Posts tagged ‘Charles Wesley’

May 1, 2016

2016-05-01 Notes from the Bench

“Christ, whose glory fills the skies” by Harold Darke

A commentary on this week’s music by Dr. James T. Gerber, Music Associate

 

Text:

Christ, whose glory fills the skies,
Christ, the true and only Light,
Sun of Righteousness, arise,
triumph o’er the shade of night;
Day-spring from on high, be near;
Day-star, in my heart appear.

Dark and cheerless is the morn
unaccompanied by thee;
joyless is the day’s return
till thy mercy’s beams I see,
till they inward light impart,
glad my eyes and warm my heart.

Visit, then, this soul of mine,
pierce the gloom of sin and grief;
fill me, Radiancy divine,
scatter all my unbelief;
more and more thyself display,
shining to the perfect day!

 

The sacred music of the English composer and organist Harold Darke (1888-1976) is among the core repertoire of Anglican choirs today.

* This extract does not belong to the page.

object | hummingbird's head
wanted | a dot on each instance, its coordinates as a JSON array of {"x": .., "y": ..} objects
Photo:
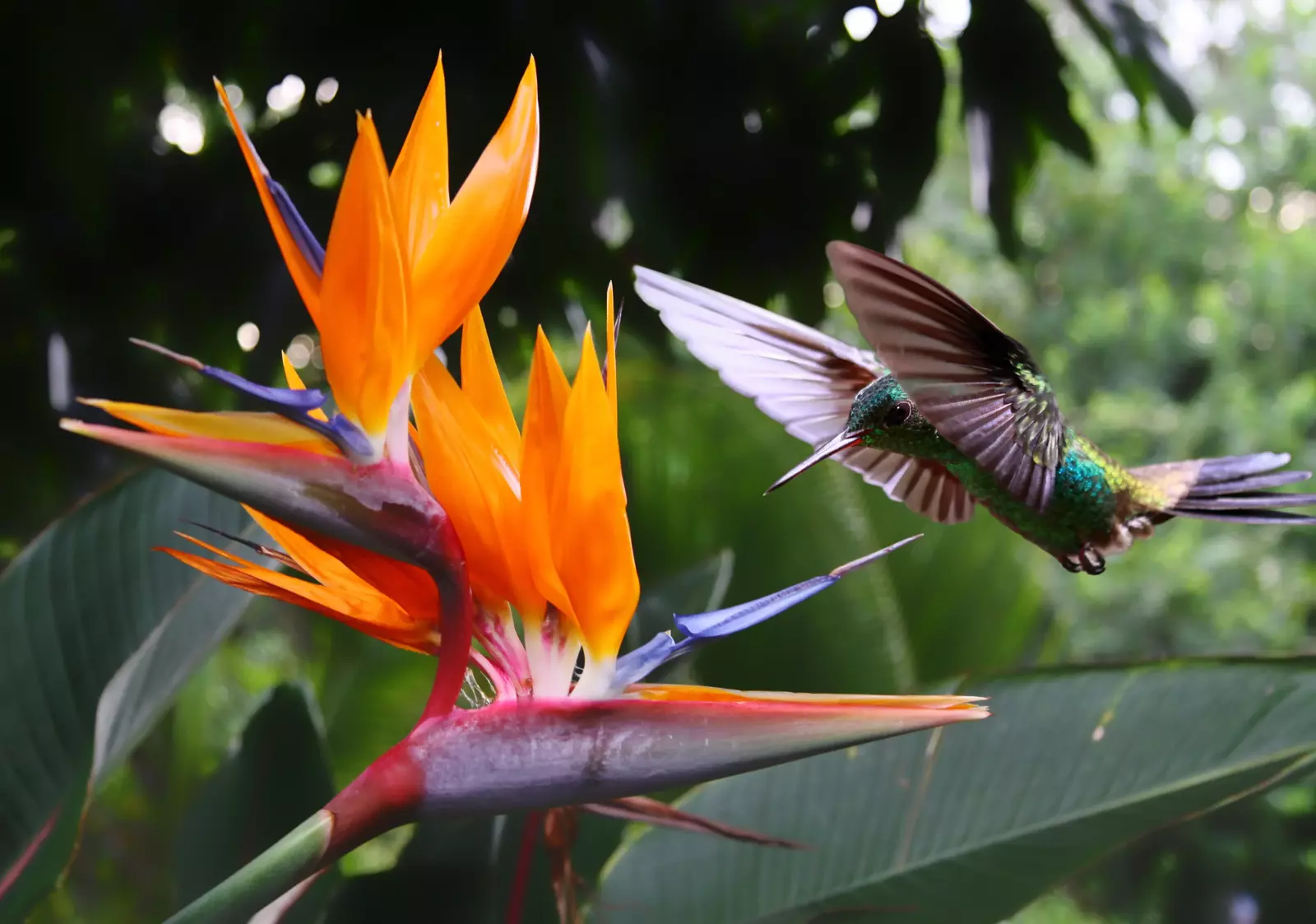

Darke was born in Highbury, London; he received his formal music education at the Royal College of Music and studied composition with Charles Villiers Stanford at Oxford. Darke later served as professor of organ at the Royal College of Music from 1919 to 1969. During his lifetime, Darke was considered among the finest organists in England. He held organist positions at Emmanuel Church, West Hampstead, St. James, Paddington, and briefly deputized as the Director of Music at King’s College, Cambridge during World War II. For fifty years, Darke was the organist at St. Michael’s Church, Cornhill from 1916 to 1966. St. Michael’s is a medieval, Anglo-Catholic, High Church parish in London that can trace its history to the early twelfth century. Darke initiated a lunchtime organ recital series at St. Michael’s in 1916 that established him as a city institution. This recital series has continued under the leadership of his successors to the present day. Additionally, Darke founded the St. Michael’s Singers and presented choral festivals. During these festivals, Darke championed the music of then little-known contemporary composers.